Ten displaced, power cut, and homes deemed unsafe
In the hours after the crash, Everett building inspectors moved quickly to assess whether the damaged structures were still safe to occupy. Their verdict was grim. The impact left serious structural damage that forced Residents to find temporary lodging while repairs and further evaluations could be arranged. At least 10 people were displaced, suddenly dependent on relatives, hotels, or emergency assistance despite having done nothing more risky than staying home on a weekend morning.
The crash did not just tear into wood and brick. When the sedan struck an exterior utility meter, the force of the collision knocked out electricity to part of the neighborhood.
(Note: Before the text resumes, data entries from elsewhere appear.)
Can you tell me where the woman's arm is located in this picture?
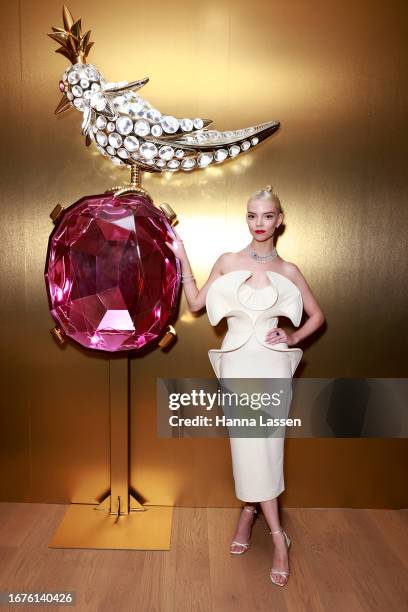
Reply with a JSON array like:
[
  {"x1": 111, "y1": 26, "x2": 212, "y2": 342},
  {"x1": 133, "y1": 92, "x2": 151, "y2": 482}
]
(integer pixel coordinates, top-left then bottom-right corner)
[
  {"x1": 266, "y1": 262, "x2": 325, "y2": 346},
  {"x1": 166, "y1": 228, "x2": 226, "y2": 312}
]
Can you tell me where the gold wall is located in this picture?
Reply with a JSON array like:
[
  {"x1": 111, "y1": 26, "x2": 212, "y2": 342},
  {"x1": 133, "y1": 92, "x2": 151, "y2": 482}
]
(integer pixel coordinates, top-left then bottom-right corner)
[{"x1": 0, "y1": 0, "x2": 407, "y2": 507}]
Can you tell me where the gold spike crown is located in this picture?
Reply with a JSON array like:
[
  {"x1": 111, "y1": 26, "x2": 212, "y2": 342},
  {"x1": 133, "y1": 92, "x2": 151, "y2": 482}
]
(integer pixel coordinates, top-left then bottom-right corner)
[{"x1": 48, "y1": 4, "x2": 93, "y2": 64}]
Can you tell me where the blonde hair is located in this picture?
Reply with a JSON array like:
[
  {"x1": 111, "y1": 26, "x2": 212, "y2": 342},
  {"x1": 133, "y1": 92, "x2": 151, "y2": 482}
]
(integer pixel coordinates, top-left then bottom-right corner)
[{"x1": 248, "y1": 185, "x2": 283, "y2": 213}]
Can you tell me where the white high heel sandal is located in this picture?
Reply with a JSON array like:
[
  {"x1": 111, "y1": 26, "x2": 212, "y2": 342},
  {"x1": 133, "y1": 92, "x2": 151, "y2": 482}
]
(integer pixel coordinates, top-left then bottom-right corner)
[
  {"x1": 269, "y1": 527, "x2": 291, "y2": 586},
  {"x1": 230, "y1": 506, "x2": 258, "y2": 555}
]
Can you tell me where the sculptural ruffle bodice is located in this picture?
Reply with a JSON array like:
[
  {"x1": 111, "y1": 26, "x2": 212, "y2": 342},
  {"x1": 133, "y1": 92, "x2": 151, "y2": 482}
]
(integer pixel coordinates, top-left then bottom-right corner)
[{"x1": 206, "y1": 270, "x2": 303, "y2": 378}]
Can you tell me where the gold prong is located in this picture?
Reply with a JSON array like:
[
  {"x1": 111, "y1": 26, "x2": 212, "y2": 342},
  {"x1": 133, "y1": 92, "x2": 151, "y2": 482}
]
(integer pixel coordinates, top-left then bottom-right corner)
[
  {"x1": 50, "y1": 204, "x2": 64, "y2": 223},
  {"x1": 62, "y1": 4, "x2": 74, "y2": 30},
  {"x1": 50, "y1": 325, "x2": 66, "y2": 346},
  {"x1": 159, "y1": 325, "x2": 177, "y2": 348},
  {"x1": 159, "y1": 202, "x2": 177, "y2": 225}
]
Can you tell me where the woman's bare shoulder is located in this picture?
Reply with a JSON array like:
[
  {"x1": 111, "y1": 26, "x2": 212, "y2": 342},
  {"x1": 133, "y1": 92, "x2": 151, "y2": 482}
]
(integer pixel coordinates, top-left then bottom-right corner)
[
  {"x1": 280, "y1": 259, "x2": 305, "y2": 285},
  {"x1": 216, "y1": 251, "x2": 240, "y2": 274}
]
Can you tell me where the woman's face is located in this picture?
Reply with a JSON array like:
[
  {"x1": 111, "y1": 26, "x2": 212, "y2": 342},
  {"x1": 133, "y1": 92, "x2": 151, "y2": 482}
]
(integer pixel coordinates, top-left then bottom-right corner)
[{"x1": 246, "y1": 200, "x2": 283, "y2": 242}]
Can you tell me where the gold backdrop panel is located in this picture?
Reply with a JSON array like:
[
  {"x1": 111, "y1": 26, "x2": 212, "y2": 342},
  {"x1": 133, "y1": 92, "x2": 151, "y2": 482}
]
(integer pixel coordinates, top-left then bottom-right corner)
[{"x1": 0, "y1": 0, "x2": 407, "y2": 507}]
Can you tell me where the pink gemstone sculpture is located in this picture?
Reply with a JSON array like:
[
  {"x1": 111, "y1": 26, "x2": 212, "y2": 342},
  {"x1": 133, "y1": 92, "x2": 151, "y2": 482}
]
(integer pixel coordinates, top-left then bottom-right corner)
[{"x1": 45, "y1": 193, "x2": 181, "y2": 352}]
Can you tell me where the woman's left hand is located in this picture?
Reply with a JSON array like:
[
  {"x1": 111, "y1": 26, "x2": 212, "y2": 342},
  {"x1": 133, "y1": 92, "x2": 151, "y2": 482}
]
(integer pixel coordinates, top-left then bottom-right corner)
[{"x1": 266, "y1": 327, "x2": 292, "y2": 346}]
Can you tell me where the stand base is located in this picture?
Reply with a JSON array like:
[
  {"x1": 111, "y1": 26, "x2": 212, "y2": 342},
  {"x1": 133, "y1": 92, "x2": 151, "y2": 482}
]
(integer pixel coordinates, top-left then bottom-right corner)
[{"x1": 48, "y1": 504, "x2": 173, "y2": 550}]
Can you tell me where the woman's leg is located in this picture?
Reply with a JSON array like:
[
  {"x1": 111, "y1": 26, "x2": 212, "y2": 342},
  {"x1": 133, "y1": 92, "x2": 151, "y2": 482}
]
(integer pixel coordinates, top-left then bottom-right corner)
[
  {"x1": 231, "y1": 502, "x2": 258, "y2": 552},
  {"x1": 259, "y1": 497, "x2": 289, "y2": 584}
]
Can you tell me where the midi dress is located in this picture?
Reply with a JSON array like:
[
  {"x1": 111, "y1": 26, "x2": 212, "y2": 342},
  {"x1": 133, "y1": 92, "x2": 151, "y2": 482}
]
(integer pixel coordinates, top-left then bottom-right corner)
[{"x1": 206, "y1": 270, "x2": 303, "y2": 502}]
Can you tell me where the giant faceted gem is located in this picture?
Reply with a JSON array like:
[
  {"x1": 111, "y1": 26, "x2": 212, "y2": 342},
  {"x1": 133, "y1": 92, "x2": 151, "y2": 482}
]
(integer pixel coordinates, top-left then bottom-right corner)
[{"x1": 45, "y1": 193, "x2": 181, "y2": 352}]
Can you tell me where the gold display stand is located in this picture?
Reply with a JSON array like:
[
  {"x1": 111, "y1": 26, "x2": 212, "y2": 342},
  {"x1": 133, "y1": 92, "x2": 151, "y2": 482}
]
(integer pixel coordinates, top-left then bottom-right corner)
[
  {"x1": 48, "y1": 164, "x2": 177, "y2": 550},
  {"x1": 48, "y1": 356, "x2": 173, "y2": 550}
]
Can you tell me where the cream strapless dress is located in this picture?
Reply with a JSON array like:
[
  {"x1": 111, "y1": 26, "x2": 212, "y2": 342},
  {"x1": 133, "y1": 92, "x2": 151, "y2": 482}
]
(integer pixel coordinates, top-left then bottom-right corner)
[{"x1": 206, "y1": 270, "x2": 303, "y2": 502}]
The hit on the meter took out power and complicated the response, as utility crews had to secure live lines while firefighters and inspectors worked around them. For the families whose homes were suddenly dark, cold, and structurally compromised, the outage added another layer of stress to an already chaotic day.
Speed, accountability, and a neighborhood on edge
Authorities have been clear that they view the crash as the result of reckless driving rather than a freak mechanical failure. Reporting from Everett describes how driver’s reckless behavior displaced at least 10 Everett residents after the speeding car lost control. The driver, who survived being ejected, was cited and, according to police, was not believed to be impaired, which places the focus squarely on speed and decision making behind the wheel rather than intoxication.
Neighbors say the warning signs were there long before the crash. Glendale Street the has long functioned as a cut‑through for drivers looking to shave a minute or two off their trips, and residents have complained about fast traffic on a block lined with triple‑deckers and small yards. A detailed account noted that the car was traveling at high speed down Glendale Street before it hit a speed bump and went out of control, a sequence captured in a video clip that has circulated widely among locals. For many, the footage confirms what they have been saying for years: that posted limits and a few bumps are not enough to slow the most aggressive drivers.
How a single crash exposes broader street safety gaps
Although no one inside the homes was physically hurt, the scale of the damage has drawn attention from traffic safety advocates who argue that Everett’s residential streets are still designed too much around vehicle speed and too little around human vulnerability. Earlier this year, coverage of the Glendale Street crash highlighted how a speeding car hit multiple homes in Everett on Sun morning, with Travis Andersen Globe reporting that the driver was thrown from the vehicle and that at least 10 people were displaced. The fact that such a dramatic crash produced no fatalities is being treated as a stroke of luck rather than evidence that the system is working.
Advocates point to the way the car vaulted after hitting a speed bump as a sign that piecemeal measures can sometimes backfire when drivers refuse to slow down. They argue for a more comprehensive approach that could include narrower travel lanes, raised intersections, and automated enforcement to deter the kind of high‑speed behavior that turned a quiet Sunday into a disaster. In Everett and across Massachusetts, the Glendale Street crash is now cited as a vivid example of how quickly a single reckless decision can wreck multiple homes, cut power to a neighborhood, and leave families scrambling for shelter in the span of a few terrifying seconds.